Comcast Sports Net – (or is it NBC, I get these corporate mergers all confused these days). This is the one group that really tries to do local news. Patterned after an old-school ESPN SportsCenter, they do a news show every night that it appears no one is watching. The social media footprint of the entire operation is sketchy at best and the access that CSN has via the Ravens, Wizards and Capitals should garner them a lot more attention in both places – their primary television network that is lost in the shuffle but more so online where they hope you flip off the Ravens game and come to them immediately following the final whistle. The numbers in social media indicate that CSN is irrelevant on your mobile device for all of the effort. I’ll say this: whenever I put it on I always think there are a lot of people there working hard on putting a television show on the air. But far too much Redskins content for me to ever sift through during dinner to be a daily viewer.

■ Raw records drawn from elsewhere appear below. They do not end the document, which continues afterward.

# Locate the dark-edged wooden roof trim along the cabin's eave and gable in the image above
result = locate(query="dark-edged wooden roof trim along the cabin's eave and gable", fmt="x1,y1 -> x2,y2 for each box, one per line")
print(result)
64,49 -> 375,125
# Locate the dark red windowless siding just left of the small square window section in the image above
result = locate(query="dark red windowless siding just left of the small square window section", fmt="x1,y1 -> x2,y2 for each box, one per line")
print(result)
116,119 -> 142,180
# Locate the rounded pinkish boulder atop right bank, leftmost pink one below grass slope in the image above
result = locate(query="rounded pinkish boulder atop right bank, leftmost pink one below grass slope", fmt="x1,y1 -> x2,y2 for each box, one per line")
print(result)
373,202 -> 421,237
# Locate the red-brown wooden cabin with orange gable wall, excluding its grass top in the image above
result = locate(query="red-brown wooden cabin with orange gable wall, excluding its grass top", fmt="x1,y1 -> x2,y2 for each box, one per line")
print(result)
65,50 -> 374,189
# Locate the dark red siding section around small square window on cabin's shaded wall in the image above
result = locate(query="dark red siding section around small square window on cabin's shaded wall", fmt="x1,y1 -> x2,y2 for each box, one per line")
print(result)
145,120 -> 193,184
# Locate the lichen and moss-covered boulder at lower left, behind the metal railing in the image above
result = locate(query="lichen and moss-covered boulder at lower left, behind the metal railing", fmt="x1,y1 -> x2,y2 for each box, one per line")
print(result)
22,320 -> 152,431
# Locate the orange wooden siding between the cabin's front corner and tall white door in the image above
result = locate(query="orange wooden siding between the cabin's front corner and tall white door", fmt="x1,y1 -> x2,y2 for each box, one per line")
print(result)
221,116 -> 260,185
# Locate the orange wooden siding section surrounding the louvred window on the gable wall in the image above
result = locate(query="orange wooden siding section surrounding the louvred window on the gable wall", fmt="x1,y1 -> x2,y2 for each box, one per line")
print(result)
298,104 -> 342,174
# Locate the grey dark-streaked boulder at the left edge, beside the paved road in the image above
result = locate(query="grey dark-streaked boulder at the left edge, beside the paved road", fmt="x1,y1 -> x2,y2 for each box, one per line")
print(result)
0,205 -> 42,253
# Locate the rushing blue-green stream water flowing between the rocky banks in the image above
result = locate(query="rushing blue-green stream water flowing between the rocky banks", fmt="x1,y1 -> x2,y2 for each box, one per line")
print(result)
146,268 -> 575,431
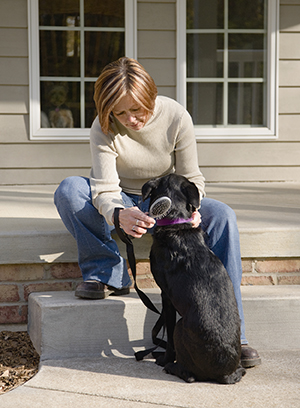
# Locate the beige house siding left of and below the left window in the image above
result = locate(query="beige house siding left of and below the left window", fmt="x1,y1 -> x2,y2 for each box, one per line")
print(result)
0,0 -> 90,185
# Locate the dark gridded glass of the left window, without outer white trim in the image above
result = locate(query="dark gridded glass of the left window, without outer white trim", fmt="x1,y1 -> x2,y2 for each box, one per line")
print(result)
39,0 -> 125,128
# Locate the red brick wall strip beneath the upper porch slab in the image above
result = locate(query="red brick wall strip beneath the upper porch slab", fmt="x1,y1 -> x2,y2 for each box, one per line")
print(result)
0,258 -> 300,331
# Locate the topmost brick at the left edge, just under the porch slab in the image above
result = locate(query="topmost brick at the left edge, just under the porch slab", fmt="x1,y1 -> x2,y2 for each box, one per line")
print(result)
0,264 -> 44,282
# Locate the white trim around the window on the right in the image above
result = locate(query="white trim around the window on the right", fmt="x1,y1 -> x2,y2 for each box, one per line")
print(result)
177,0 -> 279,140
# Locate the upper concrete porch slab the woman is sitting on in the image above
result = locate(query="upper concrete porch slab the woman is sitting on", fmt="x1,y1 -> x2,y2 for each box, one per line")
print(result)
0,182 -> 300,265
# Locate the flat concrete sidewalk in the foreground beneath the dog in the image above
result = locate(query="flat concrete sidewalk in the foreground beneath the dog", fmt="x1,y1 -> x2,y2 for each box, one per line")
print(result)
0,350 -> 300,408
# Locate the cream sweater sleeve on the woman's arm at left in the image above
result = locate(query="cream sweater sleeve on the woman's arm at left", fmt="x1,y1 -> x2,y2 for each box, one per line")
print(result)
90,118 -> 124,225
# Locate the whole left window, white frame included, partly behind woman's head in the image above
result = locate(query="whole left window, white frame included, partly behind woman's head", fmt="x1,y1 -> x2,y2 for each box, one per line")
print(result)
29,0 -> 136,140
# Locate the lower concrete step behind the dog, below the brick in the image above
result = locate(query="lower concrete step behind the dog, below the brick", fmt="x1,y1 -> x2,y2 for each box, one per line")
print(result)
28,285 -> 300,360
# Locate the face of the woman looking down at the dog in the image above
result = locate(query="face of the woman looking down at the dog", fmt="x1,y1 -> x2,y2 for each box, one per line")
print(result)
112,95 -> 149,130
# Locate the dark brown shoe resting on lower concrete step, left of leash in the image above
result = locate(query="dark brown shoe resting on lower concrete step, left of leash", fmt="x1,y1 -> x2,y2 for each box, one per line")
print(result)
75,281 -> 130,299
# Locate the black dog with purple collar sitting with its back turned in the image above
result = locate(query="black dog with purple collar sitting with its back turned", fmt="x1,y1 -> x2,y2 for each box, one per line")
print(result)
142,174 -> 245,384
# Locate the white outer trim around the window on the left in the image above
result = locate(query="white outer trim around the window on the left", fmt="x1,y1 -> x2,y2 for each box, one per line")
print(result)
28,0 -> 137,141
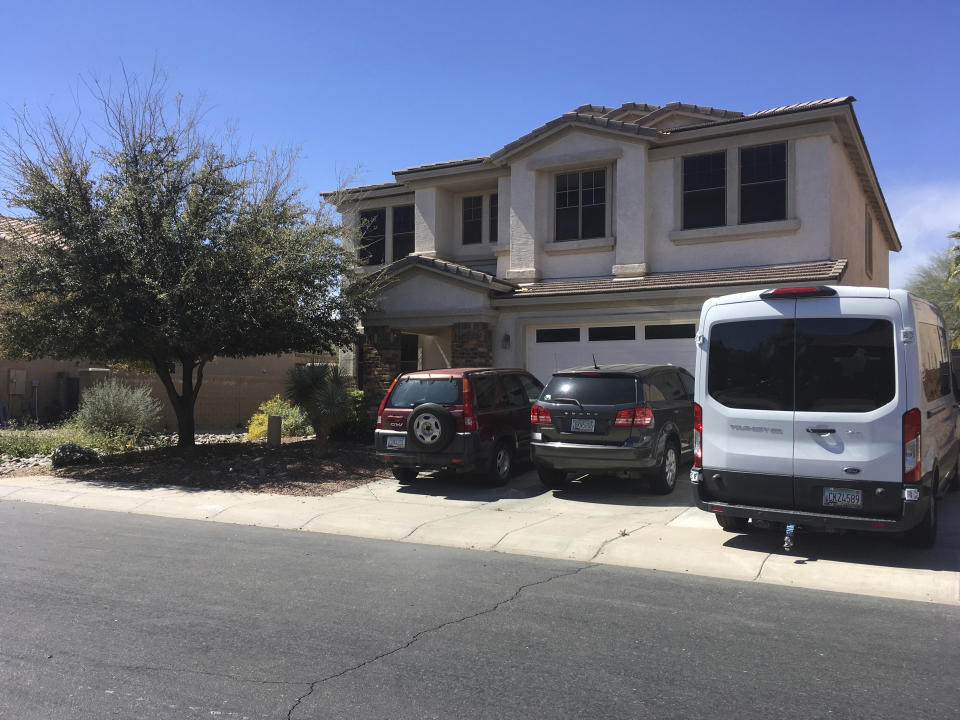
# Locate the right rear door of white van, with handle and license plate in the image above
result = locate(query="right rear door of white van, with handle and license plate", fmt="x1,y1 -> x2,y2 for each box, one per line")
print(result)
793,297 -> 907,517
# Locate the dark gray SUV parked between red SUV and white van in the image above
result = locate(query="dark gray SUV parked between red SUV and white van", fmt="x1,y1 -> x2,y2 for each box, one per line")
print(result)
530,365 -> 693,495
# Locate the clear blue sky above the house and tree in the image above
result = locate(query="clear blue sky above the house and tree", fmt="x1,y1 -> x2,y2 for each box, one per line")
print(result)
0,0 -> 960,286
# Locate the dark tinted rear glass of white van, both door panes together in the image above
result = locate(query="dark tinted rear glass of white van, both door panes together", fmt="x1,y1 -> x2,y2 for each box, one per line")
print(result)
707,318 -> 896,412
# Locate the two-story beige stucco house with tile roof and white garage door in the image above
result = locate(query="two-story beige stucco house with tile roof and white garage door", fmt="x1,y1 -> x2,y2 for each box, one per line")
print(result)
328,97 -> 900,396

WBAL/98 Rock/Hearst Corporation – No one attempts to be hyper-local more than than the folks on TV Hill with the big AM stick and the heritage rock and roll. I think 98 Rock does a really nice job at what they do – giving me rock and roll and building a brand around Baltimore, local and neighborhoods. Everyone who loves rock music in Baltimore knows and probably likes 98 Rock. But as a sports news entity? Or as a place to get my Ravens insider coverage? Puh-lease. As the flagship for both the Orioles and the Ravens, their staff works tirelessly to get the games on the air and build some “partnership” credibility with the local audience but oft-times it’s lost because the radio isn’t anyone’s primary means of consuming sports. The only way you’d ever listen to Gerry Sandusky, Qadry Ismail and Stan White drone on during a Sunday afternoon would be because you’re trapped somewhere away from a TV in your car or in line at the bathroom during the home games. As for baseball, the somnambulant Fred Manfra and Joe Angel could threaten to put Sominex or Ambien out of business. Overall, I’m a fan of the work of Keith Mills, Brett Hollander and Pete Gilbert. All good guys. Legit local sports experts. But I’m not sure it’s destination programming like it was in 1990. WBAL Radio somehow needs the grandchildren of their core audience to sit in their cars all day and listen to “the only station that matters.”